Researchers in China have identified significant alterations in the gut microbiome and fecal metabolome of patients with age-related cataract (ARC), adding further evidence to the emerging concept of a “gut–eye axis” in ocular disease. The findings, published in Scientific Reports, suggest that microbiome-driven inflammatory and metabolic changes could contribute to cataract pathogenesis.
Age-related cataract remains the leading cause of blindness worldwide, affecting an estimated 95 million people. While aging is the dominant risk factor, systemic contributors such as metabolism, oxidative stress, and inflammation are increasingly recognized as important drivers of lens degeneration. Yet the mechanisms linking these systemic factors to cataract formation remain poorly understood.
To investigate whether intestinal dysbiosis may play a role, researchers from Chongqing Medical University, China, analyzed stool samples from 30 patients with ARC and 30 healthy controls using 16S rDNA sequencing, untargeted metabolomics, and targeted short-chain fatty acid (SCFA) profiling.
Although overall microbial diversity did not differ significantly between groups, patients with cataract showed a markedly more dysbiotic microbiome profile.
The metabolic consequences of these microbial shifts were also substantial. ARC patients demonstrated distinct fecal metabolomic signatures, particularly involving disruptions in glycerophospholipid and choline metabolism pathways associated with cell membrane integrity and inflammatory signaling. Researchers identified 430 metabolites that differed between cataract patients and controls, with lipid metabolites comprising the majority of significant changes.
Most notably, levels of key anti-inflammatory SCFAs – acetate, propionate, and butyrate – were significantly reduced in ARC patients. These metabolites positively correlated with the abundance of beneficial SCFA-producing bacteria, suggesting that microbial depletion directly contributed to impaired fermentation activity.
The study authors propose that this combination of altered lipid metabolism and reduced SCFA signaling may promote chronic systemic inflammation and oxidative stress, ultimately accelerating lens opacification. Reduced butyrate availability, they note, may weaken intestinal barrier integrity and permit dissemination of inflammatory mediators capable of damaging lens proteins.

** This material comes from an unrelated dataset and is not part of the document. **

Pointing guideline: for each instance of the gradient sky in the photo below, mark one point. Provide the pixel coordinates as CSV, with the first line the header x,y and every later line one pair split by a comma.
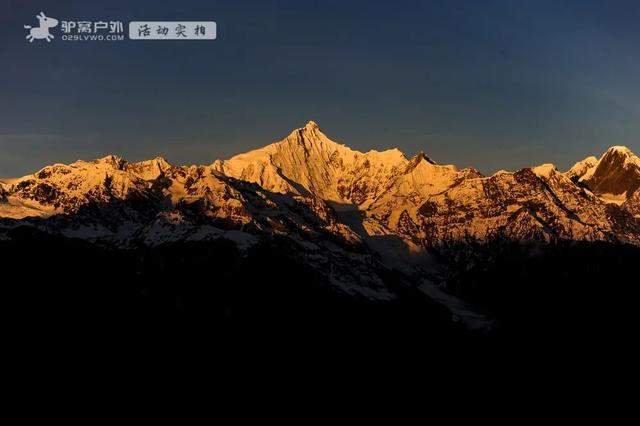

The study also raises the possibility that stool-based microbial or metabolic biomarkers could eventually aid non-invasive cataract risk assessment. The researchers suggest that microbiome-targeted interventions – including dietary fiber supplementation, probiotics, or other approaches aimed at restoring SCFA production – may represent future preventive or therapeutic strategies.
Still, the study authors caution that the work remains exploratory. The cohort was relatively small, the cataract group was modestly older than controls, and the cross-sectional design prevented conclusions about causality. Nonetheless, the study represents one of the first integrated multi-omics investigations of the gut microbiome in ARC and provides further support for the growing view that ocular diseases may be influenced by systemic microbial and metabolic health.